The 2013/01/29 at 08:37
Marie Luginsland, in Germany
2011 was a record year for German research and innovation, with 74.6 billion euros spent on R&D, including 50.3 billion by businesses. In this way, the latter reviewed their budgets upwards by 7.2 % in the space of one year. The State followed suit, increasing its R&D spending by 46 % to 13.6 billion euros between 2005 and 2011.
These investments have earned Germany the rank as Europe's number one in terms of research, alloting 2.9 % of its GDP to this domain, compared with an average of 2 % in the European Union. The share corresponding to businesses went up from 1.45 % of the GDP in 1995 to 1.94 % in 2011. In the absence of 2012 figures, surveys conducted by the DIHK, the federation of German CCIs, indicate an unstopped enthusiasm for innovation despite the crisis. Out of the 1,000 innovative enterprises, two-thirds of which are SMEs, surveyed at the end of 2012, 48 % have announced that they will be upping their R&D investments this year. While 47 % will be maintaining their 2012 levels, only 5 % will be reducing this aspect of activity.
This focus on R&D despite the crisis is not accidental.

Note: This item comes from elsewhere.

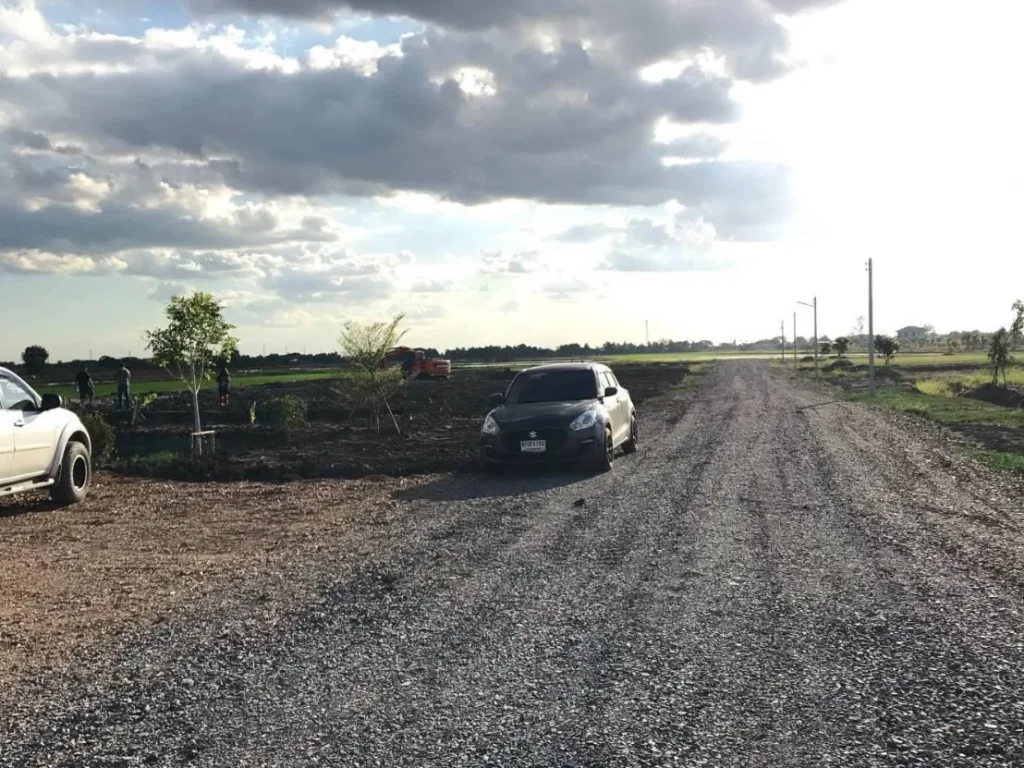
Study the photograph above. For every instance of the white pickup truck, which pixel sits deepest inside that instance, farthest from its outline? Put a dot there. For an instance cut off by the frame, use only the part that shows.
(42, 444)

German enterprises are hoping, thanks to their R&D potential, to maintain the competitiveness of their exports, as well as sharpen up their resources to exit the crisis. This is how the machine tools and mechanical construction sectors will be keeping in their firing line the re-industrialisation-related takeoff of the US economy. In addition, the US continent is today the market representing the greatest hopes for German automobile manufacturers.
SMEs neglected by universities
In its analysis of the survey, the DIHK however points out a few obstacles. While 62 % of businesses were able to finance their innovation, in 2012, in conditions similar to those in preceding years, 32 % experienced difficulties in gathering necessary funds. They also expect external financing conditions to deteriorate this year. 18 % of the businesses surveyed even state an incapacity to find outside financial help. These difficulties in financing R&D are accentuated in the case of SMEs, 57 % of which declare that they rely exclusively on their own capital for the development of new technologies.
Paradoxically, as the DIHK reveals, businesses are largely unfamiliar with the State's policy in favour of research and innovation. Only 10 % of them are aware, for example, of the government's hi-tech strategy identifying ten promising project* for 2020.
Isolated in their innovation efforts, many businesses also deplore the lack of transparency in the world of research and the university arena. In this way, they experience difficulties in identifying research centres connected to their domain of activity. "Many universities don't yet consider technology transfer as their core activity, especially when it is a matter of cooperating with SMEs," regrets Hans Heinrich Driftmann, President of the DIHK. And yet, 38 % of the businesses surveyed declare that they wish for an intensification of their relationships with scientists.
Favourable political context
This desire amongst German enterprises to intensify their innovation whatever it takes corresponds to the image the country exudes internationally. The country's scientific, economic and legal context is considered extremely favourable by foreign company heads. In the 2012 Global Innovation Barometer carried out for General Electric (GE), the research and consulting firm Strategy One underlines the positive image enjoyed by Germany amongst 3,100 company heads from 25 different countries surveyed. Germany comes out second, just behind the United States, and even snatches off the pole position for its political framework, thought to be stimulating for innovation.
*These ten projects cover the domains of energy, health/nutrition, sustainable mobility, ID security and ICT.